Basta Bunga Bunga
Have Italians had enough of Berlusconi?IIn 2008, during his fourth campaign to become Prime Minister of Italy, Silvio Berlusconi released a video in which a beautiful blond woman, standing in a grocery store beside a pile of bananas, sings, “There’s a big dream that lives in all of us.” A throng of women belt out the chorus together under a cloudless sky: “Meno male che Silvio c’è”— “Thank God there’s Silvio.” Other women in various settings pick up the tune: a young mother in a pediatrician’s office, surrounded by nurses; a brunette in a beauty parlor, dressed for work in a camisole that barely covers her breasts. To American eyes, the ad looks like a parody, or perhaps some new kind of musical pornography that’s about to erupt into carnality. The finale depicts a passionate young swimming instructor singing to a pool full of women in bathing suits: “Say it with the strength possessed only by those who have a pure mind: Presidente, we are with you!”
These days, you would have to possess an unusually pure mind to look at that pool full of young women without picturing the pool at Berlusconi’s estate, Arcore, just outside Milan. Along with the basement disco and the upstairs bedrooms, the pool is featured almost daily in Italian newspapers as one of the sites where the Presidente reportedly hosted scores of orgies—or, as they have become known around the world, Bunga Bungas. (There is heated debate about the origin of the term. Some say Berlusconi picked it up from Muammar Qaddafi—his friend, until recently. Others cite an off-color joke set in Africa.) The Bunga Bungas are a source of humiliation for many Italians, and of humor for others, including the Presidente, as Berlusconi is called. Not long ago, he told a convention of the Movement for National Responsibility, upon hearing its theme song, “My compliments on your anthem. I will use it as one of my songs for a Bunga Bunga!”
Berlusconi has always seemed pleased with himself. In 2006, he offered some advice to Italians living below the poverty line: “Do it my way and earn more money!” (His net worth is estimated at nine billion dollars.) He has described himself as “the best in the world—all the other world leaders wish they could be as good as I am.” Lately, however, his bravado has sounded increasingly misplaced. The Italian economy is stalled, and unemployment is at 8.4 per cent. In 2009, he was lambasted for his inadequate response to earthquakes in Abruzzo, which killed more than three hundred people and left seventy thousand homeless. Last July, Gianfranco Fini, the president of the parliamentary Chamber of Deputies, who had been a crucial ally for sixteen years, broke away to form his own party.
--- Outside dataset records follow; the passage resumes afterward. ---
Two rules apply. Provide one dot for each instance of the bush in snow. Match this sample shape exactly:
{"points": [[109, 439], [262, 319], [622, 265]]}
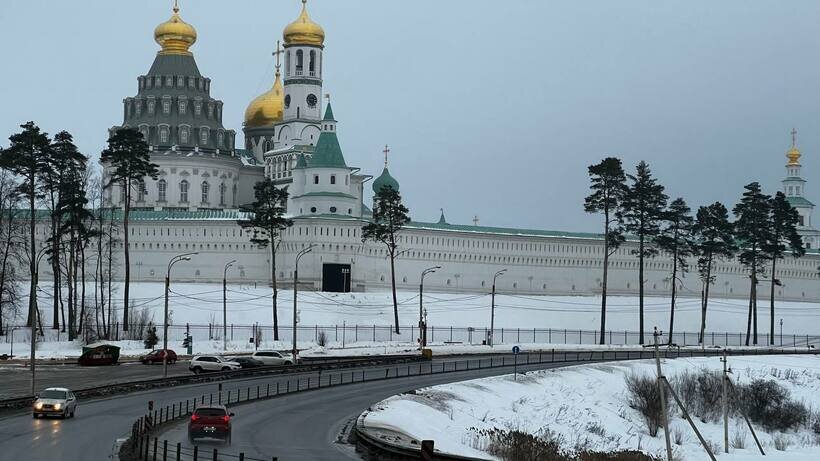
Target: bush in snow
{"points": [[769, 404], [644, 396], [701, 393], [151, 338]]}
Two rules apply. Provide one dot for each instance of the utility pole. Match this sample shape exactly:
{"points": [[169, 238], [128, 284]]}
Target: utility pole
{"points": [[174, 260], [725, 403], [491, 336], [299, 255], [663, 397], [225, 305], [422, 323]]}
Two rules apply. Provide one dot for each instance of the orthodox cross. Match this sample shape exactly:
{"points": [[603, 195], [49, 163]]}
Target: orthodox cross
{"points": [[277, 53]]}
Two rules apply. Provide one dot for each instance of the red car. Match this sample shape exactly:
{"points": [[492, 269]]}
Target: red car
{"points": [[211, 421], [157, 356]]}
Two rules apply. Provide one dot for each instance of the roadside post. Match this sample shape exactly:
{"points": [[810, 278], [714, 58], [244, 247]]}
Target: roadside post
{"points": [[516, 351]]}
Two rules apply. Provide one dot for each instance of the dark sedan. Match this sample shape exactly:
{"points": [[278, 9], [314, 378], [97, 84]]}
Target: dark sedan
{"points": [[247, 362]]}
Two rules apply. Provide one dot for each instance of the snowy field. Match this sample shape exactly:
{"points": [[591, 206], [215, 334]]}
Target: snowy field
{"points": [[586, 406], [364, 319]]}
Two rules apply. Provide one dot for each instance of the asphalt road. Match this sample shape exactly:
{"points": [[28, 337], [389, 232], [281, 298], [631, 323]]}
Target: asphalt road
{"points": [[306, 425], [91, 435]]}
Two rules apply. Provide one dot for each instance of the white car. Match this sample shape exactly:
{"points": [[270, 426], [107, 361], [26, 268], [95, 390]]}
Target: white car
{"points": [[55, 401], [202, 363], [273, 358]]}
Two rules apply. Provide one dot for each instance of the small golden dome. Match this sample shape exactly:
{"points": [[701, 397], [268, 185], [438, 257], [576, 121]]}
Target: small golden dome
{"points": [[303, 31], [268, 107], [175, 36]]}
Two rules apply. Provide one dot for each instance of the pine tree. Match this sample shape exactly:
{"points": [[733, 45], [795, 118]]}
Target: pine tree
{"points": [[753, 231], [608, 189], [676, 239], [642, 210], [27, 156], [783, 237], [268, 221], [129, 162], [389, 217], [714, 240]]}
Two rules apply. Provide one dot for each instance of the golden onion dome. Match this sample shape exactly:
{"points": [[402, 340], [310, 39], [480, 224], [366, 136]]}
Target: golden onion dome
{"points": [[303, 31], [175, 36], [268, 107]]}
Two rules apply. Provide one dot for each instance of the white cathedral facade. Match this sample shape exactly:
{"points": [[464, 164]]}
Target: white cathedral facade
{"points": [[193, 206]]}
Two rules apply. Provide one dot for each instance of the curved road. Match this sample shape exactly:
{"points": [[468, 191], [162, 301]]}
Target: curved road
{"points": [[307, 425]]}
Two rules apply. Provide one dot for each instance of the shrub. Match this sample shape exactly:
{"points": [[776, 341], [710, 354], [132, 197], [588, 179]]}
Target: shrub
{"points": [[644, 396], [769, 404]]}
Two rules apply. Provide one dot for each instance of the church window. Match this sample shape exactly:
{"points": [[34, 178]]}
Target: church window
{"points": [[183, 191]]}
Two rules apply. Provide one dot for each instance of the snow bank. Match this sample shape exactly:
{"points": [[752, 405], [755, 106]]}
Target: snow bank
{"points": [[586, 406]]}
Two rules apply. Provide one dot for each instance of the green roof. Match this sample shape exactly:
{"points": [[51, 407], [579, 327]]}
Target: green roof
{"points": [[325, 194], [329, 113], [798, 202], [328, 153], [385, 180]]}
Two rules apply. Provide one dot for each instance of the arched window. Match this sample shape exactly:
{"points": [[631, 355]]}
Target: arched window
{"points": [[183, 191], [205, 189]]}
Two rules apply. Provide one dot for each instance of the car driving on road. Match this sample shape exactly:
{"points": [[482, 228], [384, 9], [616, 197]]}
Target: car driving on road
{"points": [[55, 401], [247, 362], [211, 421], [201, 363], [158, 355], [273, 358]]}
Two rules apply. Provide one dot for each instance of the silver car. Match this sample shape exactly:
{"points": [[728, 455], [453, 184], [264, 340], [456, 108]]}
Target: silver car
{"points": [[55, 401]]}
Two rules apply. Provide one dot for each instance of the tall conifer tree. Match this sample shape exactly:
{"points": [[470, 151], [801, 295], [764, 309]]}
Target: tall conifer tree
{"points": [[753, 231], [783, 238], [642, 212], [608, 185], [714, 241], [129, 161]]}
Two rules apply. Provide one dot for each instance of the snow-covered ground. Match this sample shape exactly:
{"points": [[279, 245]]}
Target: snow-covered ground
{"points": [[586, 406], [365, 319]]}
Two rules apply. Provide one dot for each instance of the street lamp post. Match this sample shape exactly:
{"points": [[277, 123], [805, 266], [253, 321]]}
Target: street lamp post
{"points": [[492, 307], [225, 305], [34, 315], [174, 260], [422, 323], [299, 255]]}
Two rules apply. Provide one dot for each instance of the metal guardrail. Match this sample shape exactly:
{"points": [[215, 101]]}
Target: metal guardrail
{"points": [[140, 443], [145, 384], [375, 447]]}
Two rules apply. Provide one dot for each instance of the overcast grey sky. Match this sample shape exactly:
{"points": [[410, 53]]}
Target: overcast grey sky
{"points": [[491, 108]]}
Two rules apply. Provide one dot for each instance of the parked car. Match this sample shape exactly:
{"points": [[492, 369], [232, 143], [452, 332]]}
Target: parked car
{"points": [[99, 354], [55, 401], [212, 421], [202, 363], [273, 358], [247, 362], [157, 356]]}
And then came Ruby.
This past fall, it was reported that the Prime Minister was under investigation for paying for sex with a teen-age belly dancer named Karima el Mahroug—better known by her stage name, Ruby Rubacuori, or Ruby Heartstealer—and that he had intervened on her behalf when she was arrested for stealing money from a roommate. Berlusconi claims that he never had sex with her and that, anyway, she told him she was twenty-four. He admits that he gave her thousands of euros at the end of her first evening at Arcore, and tens of thousands more later, but insists that these were innocent acts of generosity. He instructed the police to release her from custody, he says, because he thought that she was a niece of the former Egyptian President Hosni Mubarak, and he wanted to avoid straining diplomatic relations. (Mahroug, who was born in Morocco and grew up in Sicily, is not related to Mubarak.) After the story broke, other women came forward to tell the stories of their Arcore nights. A twenty-seven-year-old prostitute named Nadia Macrì described Berlusconi lying in his bed, being serviced by women in rapid succession. “He would say, ‘Next one, please,’ and sometimes we were all together in the swimming pool, where sex took place.” Berlusconi denies Macrì’s account, and her credibility has been called into question. Macrì is the star of a new adult film called “Bunga Bunga 3D.”
Rubygate, as everyone calls the scandal, has grown progressively more lurid. Two of Berlusconi’s friends, Emilio Fede—the host of the television show “TG4,” which airs on one of the three networks Berlusconi owns—and the entertainment agent Dario (Lele) Mora, are charged with running a prostitution ring to meet the Prime Minister’s elaborate erotic expectations, with help from Nicole Minetti, a twenty-six-year-old former dental hygienist, showgirl, and, possibly, lover of Berlusconi’s. (All three have pleaded not guilty.) For months, the prosecutor’s office in Milan had been wiretapping phones used by Berlusconi and his associates, and the twenty thousand pages of documents pertaining to Rubygate have been leaking out in Italian newspapers. The picture that has emerged is of an aging emperor, surrounded by a harem of nubile women paid to ornament his dinner table, boost his ego, and dance around in their underpants. Berlusconi is Italy’s waning Hugh Hefner, alternately reviled and admired for his loyalty to his own appetites—except that he’s supposed to be running the country.